Girl power movies are a dime a dozen. From feel-good tween movies to women asserting themselves in the workplace, cinemas have been toying with the sub-genre for decades. But never has it reached such heights of perfection as in Ridley Scott’s (yep, still shocks me that he’s the helmer here) Thelma & Louise, the oft-homaged and endlessly entertaining adventures of two women who’ve had enough of being pushed around by men. The cross-country adventure brings our two lovable outlaws to the edge of the desert, and Susan Sarandon and Geena Davis prove incredibly capable of endearing us to the hard-on-her-luck waitress and the good-time girl looking for a way out of her loveless marriage. Sarandon is even and solid as a rock as the brains of the operation, while Davis is gleefully insane in her party girl habits – both ladies more than deserved their Lead Actress nods that year. And thanks to one memorable final moment, the movie will go down as one of the treasurers of the ’90s.
The real crime when it comes to this movie is that up until a few years ago, I’d never seen it.
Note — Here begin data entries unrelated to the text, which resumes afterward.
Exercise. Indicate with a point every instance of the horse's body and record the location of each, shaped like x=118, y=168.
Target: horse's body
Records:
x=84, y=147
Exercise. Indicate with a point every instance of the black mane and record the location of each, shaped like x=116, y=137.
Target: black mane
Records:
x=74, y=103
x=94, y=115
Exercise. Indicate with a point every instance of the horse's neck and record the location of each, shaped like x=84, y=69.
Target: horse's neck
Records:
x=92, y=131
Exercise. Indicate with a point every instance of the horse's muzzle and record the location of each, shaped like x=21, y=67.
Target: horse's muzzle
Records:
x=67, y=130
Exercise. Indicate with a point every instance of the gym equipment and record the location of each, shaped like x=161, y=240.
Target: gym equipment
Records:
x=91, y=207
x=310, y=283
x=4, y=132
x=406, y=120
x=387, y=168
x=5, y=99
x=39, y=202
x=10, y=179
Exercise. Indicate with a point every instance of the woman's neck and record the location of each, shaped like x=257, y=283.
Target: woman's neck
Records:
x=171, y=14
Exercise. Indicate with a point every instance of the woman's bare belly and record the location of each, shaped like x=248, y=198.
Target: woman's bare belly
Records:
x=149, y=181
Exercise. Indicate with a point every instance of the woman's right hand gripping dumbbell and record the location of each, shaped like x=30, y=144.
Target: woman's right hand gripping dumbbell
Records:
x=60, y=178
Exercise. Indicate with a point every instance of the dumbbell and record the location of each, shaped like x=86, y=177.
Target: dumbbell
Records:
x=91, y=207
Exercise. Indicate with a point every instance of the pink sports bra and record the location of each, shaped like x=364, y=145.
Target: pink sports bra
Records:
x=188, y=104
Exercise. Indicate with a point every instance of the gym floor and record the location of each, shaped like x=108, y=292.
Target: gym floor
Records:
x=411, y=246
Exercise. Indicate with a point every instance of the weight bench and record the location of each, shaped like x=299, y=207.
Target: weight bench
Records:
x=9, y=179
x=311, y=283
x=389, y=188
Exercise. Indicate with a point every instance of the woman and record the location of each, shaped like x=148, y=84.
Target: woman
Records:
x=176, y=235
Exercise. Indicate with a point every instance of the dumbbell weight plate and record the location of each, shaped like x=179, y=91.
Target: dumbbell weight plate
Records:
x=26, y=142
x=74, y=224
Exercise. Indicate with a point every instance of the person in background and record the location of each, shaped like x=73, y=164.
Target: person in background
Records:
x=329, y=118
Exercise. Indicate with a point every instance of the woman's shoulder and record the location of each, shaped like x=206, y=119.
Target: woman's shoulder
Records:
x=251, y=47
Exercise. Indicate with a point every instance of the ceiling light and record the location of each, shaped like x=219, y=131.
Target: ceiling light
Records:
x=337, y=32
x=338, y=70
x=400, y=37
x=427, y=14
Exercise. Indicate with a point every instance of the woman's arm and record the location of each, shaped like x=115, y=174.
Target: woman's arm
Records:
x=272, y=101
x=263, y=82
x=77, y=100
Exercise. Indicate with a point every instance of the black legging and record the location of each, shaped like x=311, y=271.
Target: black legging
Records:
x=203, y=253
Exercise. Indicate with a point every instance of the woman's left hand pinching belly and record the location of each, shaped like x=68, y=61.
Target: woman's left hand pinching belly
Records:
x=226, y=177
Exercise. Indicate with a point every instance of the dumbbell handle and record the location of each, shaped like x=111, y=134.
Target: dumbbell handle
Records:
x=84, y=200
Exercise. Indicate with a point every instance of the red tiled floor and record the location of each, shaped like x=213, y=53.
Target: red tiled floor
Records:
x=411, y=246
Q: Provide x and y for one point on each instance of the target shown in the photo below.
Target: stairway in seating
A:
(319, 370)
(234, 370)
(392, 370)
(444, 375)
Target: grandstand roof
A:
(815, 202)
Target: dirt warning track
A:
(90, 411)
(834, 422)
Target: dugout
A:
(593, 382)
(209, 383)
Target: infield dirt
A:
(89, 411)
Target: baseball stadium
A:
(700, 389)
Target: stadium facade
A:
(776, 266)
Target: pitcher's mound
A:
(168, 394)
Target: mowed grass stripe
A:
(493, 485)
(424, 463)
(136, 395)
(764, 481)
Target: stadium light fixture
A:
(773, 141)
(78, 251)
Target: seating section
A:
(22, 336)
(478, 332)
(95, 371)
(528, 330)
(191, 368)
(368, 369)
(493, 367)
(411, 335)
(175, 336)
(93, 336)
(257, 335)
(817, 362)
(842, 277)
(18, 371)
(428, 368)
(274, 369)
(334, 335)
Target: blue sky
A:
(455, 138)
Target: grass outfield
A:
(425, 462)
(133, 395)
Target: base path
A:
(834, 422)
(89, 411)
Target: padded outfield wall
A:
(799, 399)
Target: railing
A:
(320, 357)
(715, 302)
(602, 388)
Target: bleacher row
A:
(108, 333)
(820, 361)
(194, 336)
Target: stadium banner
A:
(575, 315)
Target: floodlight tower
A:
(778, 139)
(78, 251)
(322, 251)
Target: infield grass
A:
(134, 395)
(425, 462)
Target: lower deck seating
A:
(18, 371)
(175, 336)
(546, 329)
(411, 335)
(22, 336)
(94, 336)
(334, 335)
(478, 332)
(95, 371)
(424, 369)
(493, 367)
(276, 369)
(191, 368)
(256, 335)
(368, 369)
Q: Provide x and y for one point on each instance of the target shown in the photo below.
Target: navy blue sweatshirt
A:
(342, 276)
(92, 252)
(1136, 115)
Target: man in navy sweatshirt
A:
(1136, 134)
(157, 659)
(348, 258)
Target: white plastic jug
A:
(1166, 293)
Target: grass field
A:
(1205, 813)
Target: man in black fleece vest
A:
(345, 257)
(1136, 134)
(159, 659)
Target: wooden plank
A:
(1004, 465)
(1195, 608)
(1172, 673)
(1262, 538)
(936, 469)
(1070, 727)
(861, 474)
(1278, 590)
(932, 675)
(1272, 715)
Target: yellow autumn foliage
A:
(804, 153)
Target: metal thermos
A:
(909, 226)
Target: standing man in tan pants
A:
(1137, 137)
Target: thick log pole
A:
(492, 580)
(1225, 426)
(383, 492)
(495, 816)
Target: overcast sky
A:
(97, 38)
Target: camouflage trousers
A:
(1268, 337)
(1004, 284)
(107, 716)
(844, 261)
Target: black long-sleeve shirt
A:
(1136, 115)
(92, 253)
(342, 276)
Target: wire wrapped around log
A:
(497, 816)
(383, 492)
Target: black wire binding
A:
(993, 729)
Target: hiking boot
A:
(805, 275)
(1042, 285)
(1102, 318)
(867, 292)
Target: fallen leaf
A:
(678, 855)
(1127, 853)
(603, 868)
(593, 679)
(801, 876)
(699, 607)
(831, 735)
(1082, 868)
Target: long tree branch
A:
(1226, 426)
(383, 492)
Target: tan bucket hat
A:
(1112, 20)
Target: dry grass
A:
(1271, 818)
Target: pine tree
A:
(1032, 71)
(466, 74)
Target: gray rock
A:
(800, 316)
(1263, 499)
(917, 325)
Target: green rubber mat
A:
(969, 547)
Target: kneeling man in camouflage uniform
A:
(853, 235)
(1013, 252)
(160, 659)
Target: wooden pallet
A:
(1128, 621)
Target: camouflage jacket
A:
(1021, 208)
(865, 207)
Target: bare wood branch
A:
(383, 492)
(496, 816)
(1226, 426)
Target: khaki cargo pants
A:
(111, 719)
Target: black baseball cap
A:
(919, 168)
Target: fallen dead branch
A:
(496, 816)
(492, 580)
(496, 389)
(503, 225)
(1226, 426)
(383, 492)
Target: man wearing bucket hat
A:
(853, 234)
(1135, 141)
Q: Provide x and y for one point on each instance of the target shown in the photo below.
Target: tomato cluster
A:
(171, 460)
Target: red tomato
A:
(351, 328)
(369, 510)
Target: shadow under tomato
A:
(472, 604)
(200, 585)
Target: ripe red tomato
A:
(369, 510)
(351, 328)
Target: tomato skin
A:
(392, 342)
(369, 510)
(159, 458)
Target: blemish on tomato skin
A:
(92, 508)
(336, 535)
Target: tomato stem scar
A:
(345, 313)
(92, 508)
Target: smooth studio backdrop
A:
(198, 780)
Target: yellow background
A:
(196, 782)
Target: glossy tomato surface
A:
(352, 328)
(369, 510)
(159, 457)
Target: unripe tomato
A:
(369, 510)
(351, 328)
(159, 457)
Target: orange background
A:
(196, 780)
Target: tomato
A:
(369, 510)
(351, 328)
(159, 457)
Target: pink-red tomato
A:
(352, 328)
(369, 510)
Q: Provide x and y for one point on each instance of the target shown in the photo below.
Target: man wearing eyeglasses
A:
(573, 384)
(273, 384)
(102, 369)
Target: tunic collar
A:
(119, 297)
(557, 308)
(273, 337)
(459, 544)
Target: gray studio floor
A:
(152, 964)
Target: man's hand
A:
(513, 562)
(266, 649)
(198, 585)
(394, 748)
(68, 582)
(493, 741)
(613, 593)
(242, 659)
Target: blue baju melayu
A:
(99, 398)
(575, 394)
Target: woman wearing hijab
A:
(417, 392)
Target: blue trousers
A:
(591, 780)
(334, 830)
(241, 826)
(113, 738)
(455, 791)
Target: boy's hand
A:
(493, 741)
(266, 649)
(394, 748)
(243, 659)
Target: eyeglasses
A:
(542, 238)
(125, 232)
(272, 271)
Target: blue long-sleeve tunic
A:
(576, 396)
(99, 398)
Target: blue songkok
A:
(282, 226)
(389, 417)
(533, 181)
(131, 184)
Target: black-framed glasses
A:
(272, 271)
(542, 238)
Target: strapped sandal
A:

Chalk it up to semi-creepy trailers and overall darkness that kept me from seeing it as a child. As it turns out, it really is all it’s cracked up to be. In the era where Tim Burton was known for his imagination and creativity (as opposed to cha-ching bombast and obsession with the Depp/Bonham Carter combo), this bizarre and freaky musical brought the instrumental (and surprisingly) voice talents of Danny Elfman to the forefront, showcasing the story of Jack Skellington, a hopeless dreamer who discovers there are other holidays outside of Halloween. The stop motion is phenomenal and ugly-pretty, with kooky characters that couldn’t be matched until 2009’s Coraline. It certainly doesn’t hurt that the wonderful Catherine O’Hara plays love interest Sally, who’s made up of the parts of cadavers. The music is supremely catchy, from the bouncy “What’s This” to the jazzy “Oogie Boogie Song” to the somber “Jack’s Lament.” It’s strange, unmatched and a holiday classic.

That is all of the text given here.